IIRC, Mandarin had lost the stops of the rusheng rhyme category by the
11th century or earlier -- considerably before Jurchens, let alone
Manchus, had any known extensive contact with Chinese-speakers. Other
known Altaic languages of the time had plenty of final stops. Finally,
syllable-final consonants within words are plentiful in all Tungusic
languages -- sabka, jakdan, akjan, alban, taktu, tatkit, etc.

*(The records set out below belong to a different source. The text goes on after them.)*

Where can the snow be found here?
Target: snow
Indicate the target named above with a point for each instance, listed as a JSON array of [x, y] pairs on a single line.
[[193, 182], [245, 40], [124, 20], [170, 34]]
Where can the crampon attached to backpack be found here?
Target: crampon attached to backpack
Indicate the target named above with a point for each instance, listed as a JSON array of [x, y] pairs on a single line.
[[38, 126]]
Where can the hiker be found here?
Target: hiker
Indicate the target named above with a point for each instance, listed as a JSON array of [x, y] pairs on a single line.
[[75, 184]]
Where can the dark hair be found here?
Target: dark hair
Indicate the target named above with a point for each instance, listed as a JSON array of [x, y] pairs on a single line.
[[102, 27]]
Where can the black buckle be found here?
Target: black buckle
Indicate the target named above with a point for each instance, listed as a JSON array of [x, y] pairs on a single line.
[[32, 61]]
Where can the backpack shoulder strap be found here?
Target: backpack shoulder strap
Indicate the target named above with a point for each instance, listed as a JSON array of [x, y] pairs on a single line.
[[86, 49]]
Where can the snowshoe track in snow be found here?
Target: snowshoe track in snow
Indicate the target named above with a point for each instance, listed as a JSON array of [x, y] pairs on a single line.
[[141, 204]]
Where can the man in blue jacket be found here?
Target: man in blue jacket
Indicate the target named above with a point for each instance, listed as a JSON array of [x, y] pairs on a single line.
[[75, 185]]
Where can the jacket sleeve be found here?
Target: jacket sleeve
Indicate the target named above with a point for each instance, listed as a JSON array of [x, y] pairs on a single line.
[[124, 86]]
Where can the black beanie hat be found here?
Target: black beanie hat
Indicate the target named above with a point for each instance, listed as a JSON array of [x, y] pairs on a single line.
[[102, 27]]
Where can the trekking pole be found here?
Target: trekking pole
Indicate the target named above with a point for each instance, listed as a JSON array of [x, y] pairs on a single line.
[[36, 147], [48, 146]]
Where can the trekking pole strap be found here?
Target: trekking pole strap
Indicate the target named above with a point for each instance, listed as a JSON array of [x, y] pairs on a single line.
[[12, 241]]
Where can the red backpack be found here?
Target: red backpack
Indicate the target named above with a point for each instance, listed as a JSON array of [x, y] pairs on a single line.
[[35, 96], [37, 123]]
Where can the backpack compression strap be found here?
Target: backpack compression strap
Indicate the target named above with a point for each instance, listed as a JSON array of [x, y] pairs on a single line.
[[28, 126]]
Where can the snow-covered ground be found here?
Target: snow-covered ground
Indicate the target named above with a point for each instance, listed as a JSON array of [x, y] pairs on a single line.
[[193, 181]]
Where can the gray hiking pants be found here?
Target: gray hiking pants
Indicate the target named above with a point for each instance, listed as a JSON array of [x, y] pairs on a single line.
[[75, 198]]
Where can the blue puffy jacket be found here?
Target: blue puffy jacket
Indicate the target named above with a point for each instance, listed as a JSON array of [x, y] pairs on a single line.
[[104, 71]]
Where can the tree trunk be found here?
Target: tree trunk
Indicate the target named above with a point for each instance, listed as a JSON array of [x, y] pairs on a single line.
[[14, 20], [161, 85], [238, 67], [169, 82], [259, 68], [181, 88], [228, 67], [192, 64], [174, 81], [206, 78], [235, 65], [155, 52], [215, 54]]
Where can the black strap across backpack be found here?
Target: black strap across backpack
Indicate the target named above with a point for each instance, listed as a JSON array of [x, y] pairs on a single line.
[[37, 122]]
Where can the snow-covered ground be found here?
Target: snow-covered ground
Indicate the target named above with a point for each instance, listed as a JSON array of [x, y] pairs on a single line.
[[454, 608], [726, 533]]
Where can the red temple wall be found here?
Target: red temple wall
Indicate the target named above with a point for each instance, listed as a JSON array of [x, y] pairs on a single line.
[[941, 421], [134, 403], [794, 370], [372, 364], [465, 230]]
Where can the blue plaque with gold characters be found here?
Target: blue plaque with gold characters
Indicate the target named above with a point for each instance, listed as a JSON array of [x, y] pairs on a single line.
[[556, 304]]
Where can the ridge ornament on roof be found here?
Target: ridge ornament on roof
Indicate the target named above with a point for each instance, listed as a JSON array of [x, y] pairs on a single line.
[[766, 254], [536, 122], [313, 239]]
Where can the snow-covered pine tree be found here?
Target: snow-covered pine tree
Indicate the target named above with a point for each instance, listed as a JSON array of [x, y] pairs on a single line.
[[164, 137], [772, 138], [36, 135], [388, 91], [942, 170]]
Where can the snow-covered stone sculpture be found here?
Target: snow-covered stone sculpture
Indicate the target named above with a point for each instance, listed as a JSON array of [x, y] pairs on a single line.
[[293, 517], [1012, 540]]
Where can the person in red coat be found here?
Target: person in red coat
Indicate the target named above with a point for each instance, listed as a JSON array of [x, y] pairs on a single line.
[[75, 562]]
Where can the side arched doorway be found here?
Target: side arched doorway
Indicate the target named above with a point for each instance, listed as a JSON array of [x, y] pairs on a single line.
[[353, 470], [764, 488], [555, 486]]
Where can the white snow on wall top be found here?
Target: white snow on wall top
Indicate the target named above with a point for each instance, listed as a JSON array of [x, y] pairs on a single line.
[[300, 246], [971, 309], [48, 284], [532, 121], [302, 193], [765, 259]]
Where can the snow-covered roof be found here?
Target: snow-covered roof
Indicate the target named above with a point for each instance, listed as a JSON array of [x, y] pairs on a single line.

> Or, as sometimes happens, a nut writes about something and there is a grain
> of truth to what he says - always an awkward situation. The whole
> Korean-Japanese link mess, for example, needs a firm, even hand to
> investigate it, and since few Western linguists seem to give a rat's arse
> about Asian languages if they're not spoken by some dying tribe, most work
> has been done by nuts or by Japanese or Korean scholars, and subsequently
Well, we always have the ever-temperate, gracious Roy Andrew Miller. I
just read his '95 book, which has all-new levels of bitter froth. I
especially enjoyed his matter-of-fact statement that language is the only
significant expression of human behavior (whatever that means), and that
as language can _only_ be understood through historical linguistics (i.e.,
Neogrammarianoid vergleichende Grammatik), all other disciplines of the
humanities and social sciences are at best props, and more often
thick-witted fantasies. (Paraphrasing, here.)
On the bright side, he doesn't hesitate to spend some of his bile on the
True Nuts, which can make for some fun reading.
ObConlang: Uh... well, my #1 conlang project is an archaic branch of
proto-North Tungusic, lexically sandwiched between a rarified adstratum of
alleged Khitan and a blue-collar substratum of Chukotkan.